Stellite 6 (Co-29.5%Cr-5%W-1.2%C in wt%) is traditionally used as a hardfacing material in the primary circuit of pressurised water reactors (PWRs) due to its good corrosion and wear resistance in water at up to 300 °C. In this study, pin-on-disc type sliding contact tribocorrosion testing was conducted on HIPed Stellite 6 at 20 °C and 250 °C using a bespoke tribometer to simulate a primary circuit environment. Transmission electron microscopy (TEM), scanning electron microscopy (SEM), and X-ray diffraction (XRD) were used to characterize, for the first time, the material affected by tribocorrosion. Whilst the material loss increases by 16–39 times when the test temperature is increased from 20 °C to 250 °C, the mechanisms of degradation and deformation remain largely unchanged. Furthest from the sliding contact, strain is principally accommodated by the deformation-induced transformation of the γ Co-based matrix to ε-martensite. Closer to the sliding contact, the ε-martensite phase accommodates further strain via twinning and dislocation slip. At the sliding contact the intense deformation generates a nanocrystalline structure. The tribologically affected material is resistant to plastic strain localisation; this confines wear to the nanoscale where the synergistic effects of chemical degradation and mechanical deformation permit the removal of nanoscale particulates (corrosion enhanced nanowear (tribocorrosion)). The increased wear rate at 250 °C is attributed to a temperature dependent increase in corrosion enhanced nanowear. The degradation mechanisms revealed are important for the design of future hardfacings.

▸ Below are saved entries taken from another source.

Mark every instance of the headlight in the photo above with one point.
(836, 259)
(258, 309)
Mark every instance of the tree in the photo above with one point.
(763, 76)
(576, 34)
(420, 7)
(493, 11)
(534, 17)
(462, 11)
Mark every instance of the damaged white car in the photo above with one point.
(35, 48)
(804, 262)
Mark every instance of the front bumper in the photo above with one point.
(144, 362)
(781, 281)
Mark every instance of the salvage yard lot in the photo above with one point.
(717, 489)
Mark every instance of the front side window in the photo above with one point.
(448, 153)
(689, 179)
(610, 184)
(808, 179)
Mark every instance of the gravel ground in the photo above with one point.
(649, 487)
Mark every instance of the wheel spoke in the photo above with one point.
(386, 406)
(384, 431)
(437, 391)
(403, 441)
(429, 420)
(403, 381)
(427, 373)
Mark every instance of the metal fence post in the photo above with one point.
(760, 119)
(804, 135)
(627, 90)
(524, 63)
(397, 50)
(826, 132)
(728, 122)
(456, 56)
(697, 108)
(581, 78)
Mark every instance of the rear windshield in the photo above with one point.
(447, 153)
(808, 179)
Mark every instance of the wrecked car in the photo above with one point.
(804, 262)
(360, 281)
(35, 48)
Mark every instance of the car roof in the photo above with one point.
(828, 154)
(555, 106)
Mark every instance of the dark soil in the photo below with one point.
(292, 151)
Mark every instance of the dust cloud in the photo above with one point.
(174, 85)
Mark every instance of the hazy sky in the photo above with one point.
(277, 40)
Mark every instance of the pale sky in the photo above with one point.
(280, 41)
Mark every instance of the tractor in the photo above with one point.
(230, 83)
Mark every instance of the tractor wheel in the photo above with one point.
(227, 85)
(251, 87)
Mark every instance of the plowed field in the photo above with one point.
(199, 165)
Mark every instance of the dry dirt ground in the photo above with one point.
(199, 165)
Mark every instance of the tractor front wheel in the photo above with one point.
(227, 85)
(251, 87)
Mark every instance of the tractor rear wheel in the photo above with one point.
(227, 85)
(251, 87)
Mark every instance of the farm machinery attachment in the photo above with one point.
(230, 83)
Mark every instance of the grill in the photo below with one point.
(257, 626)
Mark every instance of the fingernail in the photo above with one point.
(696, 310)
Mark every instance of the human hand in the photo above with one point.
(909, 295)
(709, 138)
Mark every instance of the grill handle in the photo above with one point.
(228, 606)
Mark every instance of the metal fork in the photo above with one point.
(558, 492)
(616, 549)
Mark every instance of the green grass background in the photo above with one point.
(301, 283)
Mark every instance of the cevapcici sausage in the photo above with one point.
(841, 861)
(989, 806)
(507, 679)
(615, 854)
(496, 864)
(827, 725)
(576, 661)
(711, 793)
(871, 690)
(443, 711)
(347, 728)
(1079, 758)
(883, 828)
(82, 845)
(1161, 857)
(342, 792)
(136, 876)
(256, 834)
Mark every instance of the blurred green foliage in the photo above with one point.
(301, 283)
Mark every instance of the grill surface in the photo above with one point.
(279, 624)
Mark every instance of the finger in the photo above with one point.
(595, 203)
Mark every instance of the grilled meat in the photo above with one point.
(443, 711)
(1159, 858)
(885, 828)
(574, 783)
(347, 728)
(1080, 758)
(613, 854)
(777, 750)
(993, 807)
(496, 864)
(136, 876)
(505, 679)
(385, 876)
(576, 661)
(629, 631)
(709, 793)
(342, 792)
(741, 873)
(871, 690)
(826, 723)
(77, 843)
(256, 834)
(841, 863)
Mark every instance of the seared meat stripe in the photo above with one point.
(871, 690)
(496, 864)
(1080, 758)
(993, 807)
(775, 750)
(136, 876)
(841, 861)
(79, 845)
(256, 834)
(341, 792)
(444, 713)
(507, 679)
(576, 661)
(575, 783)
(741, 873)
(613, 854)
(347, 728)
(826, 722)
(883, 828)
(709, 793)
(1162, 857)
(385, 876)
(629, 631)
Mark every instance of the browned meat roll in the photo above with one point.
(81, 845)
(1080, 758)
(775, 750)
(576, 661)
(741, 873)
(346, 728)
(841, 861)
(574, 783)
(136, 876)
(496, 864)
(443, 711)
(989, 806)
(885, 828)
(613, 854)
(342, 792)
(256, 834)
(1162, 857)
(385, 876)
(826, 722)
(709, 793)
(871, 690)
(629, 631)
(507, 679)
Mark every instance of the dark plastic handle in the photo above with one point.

Stellite 6（Co-29.5％Cr-5％W-1.2％C，按重量％计）传统上在压水反应堆（PWR）的一次回路中用作堆焊材料，因为它在高温下具有良好的腐蚀和耐磨性至300°C。在这项研究中，使用定制的摩擦计在20°C和250°C的HIPed Stellite 6上进行了针对盘式滑动接触摩擦腐蚀试验，以模拟主电路环境。透射电子显微镜（TEM），扫描电子显微镜（SEM）和X射线衍射（XRD）首次用于表征受摩擦腐蚀影响的材料。当测试温度从20°C升高到250°C时，材料损失增加了16-39倍，而降解和变形的机理基本保持不变。离滑动接触最远 应变主要通过基于γCo的基体向ε马氏体的形变诱导转变来适应。ε-马氏体相更接近滑动接触，通过孪晶和位错滑移来承受进一步的应变。在滑动接触时，剧烈的变形会产生纳米晶体结构。受摩擦影响的材料可抵抗塑性应变的局限性。这将磨损限制在纳米级，其中化学降解和机械变形的协同作用允许去除纳米级颗粒（腐蚀增强的纳米磨损（摩擦腐蚀））。250°C时磨损率的增加归因于腐蚀增强纳米磨损的温度依赖性增加。揭示的降解机制对于未来堆焊层的设计很重要。